Either way, NOAA research has concluded that anthropogenic warming, meaning pollution originating from human activity, will increase hurricanes’ intensity and potential for destruction around the globe in the future. Yet, for the first time since 1988, environmental issues were not addressed in the presidential debates. Therefore, the question must be posed regarding why such an impending threat to the American public that only promises to get worse has been essentially ignored by both President Barack Obama and Republican presidential nominee Mitt Romney during this campaign season.
A fundamental part of the answer: Ohio. Obama and Romney understand the crucial importance of winning the Buckeye state, as its residents have voted for the winning presidential candidate in 27 of the past 29 elections. What's more, no Republican has ever won the presidency without carrying Ohio. And what does nearly one fifth of Ohio’s counties produce and depend on for jobs? Coal.

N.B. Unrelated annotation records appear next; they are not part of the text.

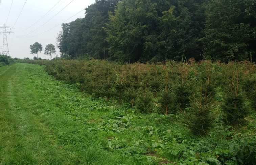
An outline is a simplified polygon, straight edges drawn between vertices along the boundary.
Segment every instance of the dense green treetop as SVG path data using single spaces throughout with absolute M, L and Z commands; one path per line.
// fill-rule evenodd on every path
M 85 16 L 62 24 L 63 57 L 121 62 L 210 56 L 254 60 L 254 0 L 96 0 Z
M 38 42 L 36 42 L 32 45 L 29 46 L 29 48 L 31 50 L 30 53 L 31 54 L 37 54 L 37 58 L 38 59 L 38 52 L 41 52 L 43 50 L 42 45 Z
M 45 46 L 45 48 L 44 50 L 44 54 L 47 54 L 50 56 L 51 60 L 52 54 L 55 53 L 56 53 L 56 50 L 55 49 L 55 46 L 53 44 L 49 44 Z

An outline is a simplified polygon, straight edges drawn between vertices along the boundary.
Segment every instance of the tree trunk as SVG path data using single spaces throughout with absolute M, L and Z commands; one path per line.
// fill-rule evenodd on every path
M 168 114 L 168 106 L 167 105 L 165 106 L 165 114 L 166 116 Z

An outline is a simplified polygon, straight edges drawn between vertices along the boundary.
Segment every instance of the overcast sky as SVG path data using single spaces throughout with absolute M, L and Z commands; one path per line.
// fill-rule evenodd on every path
M 39 53 L 38 57 L 47 59 L 50 57 L 44 54 L 44 48 L 48 44 L 52 44 L 56 46 L 56 36 L 62 30 L 61 23 L 93 3 L 95 0 L 27 0 L 15 25 L 25 1 L 26 0 L 0 0 L 0 26 L 6 24 L 6 26 L 12 27 L 14 25 L 15 28 L 11 30 L 6 29 L 7 31 L 11 30 L 15 33 L 14 34 L 7 34 L 10 56 L 13 58 L 23 59 L 28 57 L 32 59 L 36 54 L 30 54 L 29 45 L 37 42 L 42 45 L 43 48 L 43 51 Z M 52 8 L 48 14 L 40 20 Z M 64 23 L 70 22 L 77 18 L 84 18 L 85 12 L 85 10 L 83 10 Z M 3 30 L 3 28 L 0 28 L 0 31 Z M 48 31 L 40 34 L 47 31 Z M 2 51 L 3 40 L 3 34 L 1 33 L 0 54 L 2 54 Z M 59 57 L 60 53 L 56 48 L 56 54 Z

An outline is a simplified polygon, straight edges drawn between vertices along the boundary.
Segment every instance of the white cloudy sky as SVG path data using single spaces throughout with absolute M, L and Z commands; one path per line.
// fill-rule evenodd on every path
M 14 25 L 15 28 L 11 30 L 15 33 L 14 34 L 7 34 L 10 56 L 13 58 L 23 59 L 27 57 L 33 58 L 35 55 L 30 54 L 29 45 L 38 42 L 42 45 L 43 48 L 43 51 L 39 53 L 38 57 L 49 59 L 49 56 L 44 54 L 44 48 L 48 44 L 56 45 L 57 33 L 62 30 L 61 23 L 93 3 L 95 0 L 27 0 L 15 25 L 25 1 L 26 0 L 0 0 L 0 26 L 3 26 L 6 24 L 6 26 L 12 27 Z M 54 5 L 48 14 L 40 20 Z M 77 18 L 84 18 L 85 12 L 84 10 L 64 23 L 70 22 Z M 60 25 L 49 30 L 59 24 Z M 0 28 L 0 31 L 3 30 Z M 9 29 L 6 29 L 6 30 L 10 30 Z M 0 53 L 2 51 L 3 37 L 3 33 L 1 33 Z M 59 55 L 60 53 L 57 51 L 56 54 Z

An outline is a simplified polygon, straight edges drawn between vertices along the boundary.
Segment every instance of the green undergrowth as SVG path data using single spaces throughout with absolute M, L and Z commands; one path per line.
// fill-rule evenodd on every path
M 1 165 L 255 164 L 253 113 L 234 129 L 217 107 L 208 135 L 195 136 L 181 114 L 94 99 L 44 66 L 8 67 L 0 68 Z

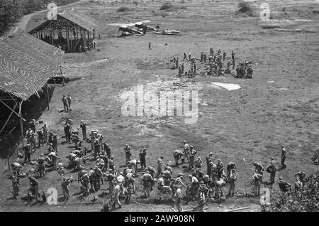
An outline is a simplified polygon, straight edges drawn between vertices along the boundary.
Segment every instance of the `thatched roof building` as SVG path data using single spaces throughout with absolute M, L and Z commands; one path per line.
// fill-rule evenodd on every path
M 97 26 L 74 9 L 64 11 L 56 18 L 47 20 L 29 33 L 66 52 L 79 51 L 89 45 L 96 36 Z
M 27 99 L 58 70 L 64 52 L 29 34 L 0 40 L 0 90 Z

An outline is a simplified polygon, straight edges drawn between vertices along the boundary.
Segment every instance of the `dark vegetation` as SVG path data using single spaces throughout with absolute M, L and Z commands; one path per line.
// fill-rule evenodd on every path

According to the Center for Climate and Energy Solutions (C2ES), a nonpartisan independent nonprofit organization, coal is “inherently higher-polluting and more carbon intensive than other energy alternatives” and currently accounts for 20 percent of the world’s GHG emissions, which cause global warming. In addition, C2ES reported that the U.S. produces nearly two billion tons of carbon dioxide per year from coal-burning plants. Such emissions are projected to grow by a third in the next 12 years.
Despite such evidence of coal’s significant role in our nation’s climate crisis, addressing the issue would mean potentially threatening coal industry jobs in a critical battleground state in the midst of the worst economic downturn in decades. Hence, the topic is what one would call “politically toxic” even though the failure to address it is equally toxic to the environment. Seemingly abstract or futuristic threats, however, often take the backseat to issues that are perceived as more relevant or pressing, especially when they involve jobs and the economy. As a result, the presidential race has generated what the left-leaning blog, Think Progress, has described as “the kind of bizarre reversal that only an election can cultivate,” where both candidates have begun to attack each other for their past attempts to actually address the issue of coal and the environment.
In what would seem surprising to most, Obama’s support for and investment in alternative, sustainable energy has drawn criticism from Romney. Such investment has been interpreted by the Romney team as lack of concern for American coal jobs and has been deemed as Obama’s “War on Coal.” Obama has disputed this supposed war by reminding voters that in 2003 Romney shut down a coal mine in Massachusetts, proclaiming that he “will not create jobs or hold jobs that kill people” until the coal company in question improved safety in the mines and invested in cleaning technology.
Unfortunately, the politics of this election has turned the only discussion of the environment into one where the candidates battle to reveal who supports pollution the most. Such imprudent priorities are disconcerting for obvious reasons. With Hurricane Sandy barreling our way, hopefully it will not take a national catastrophe to finally prioritize environmental issues.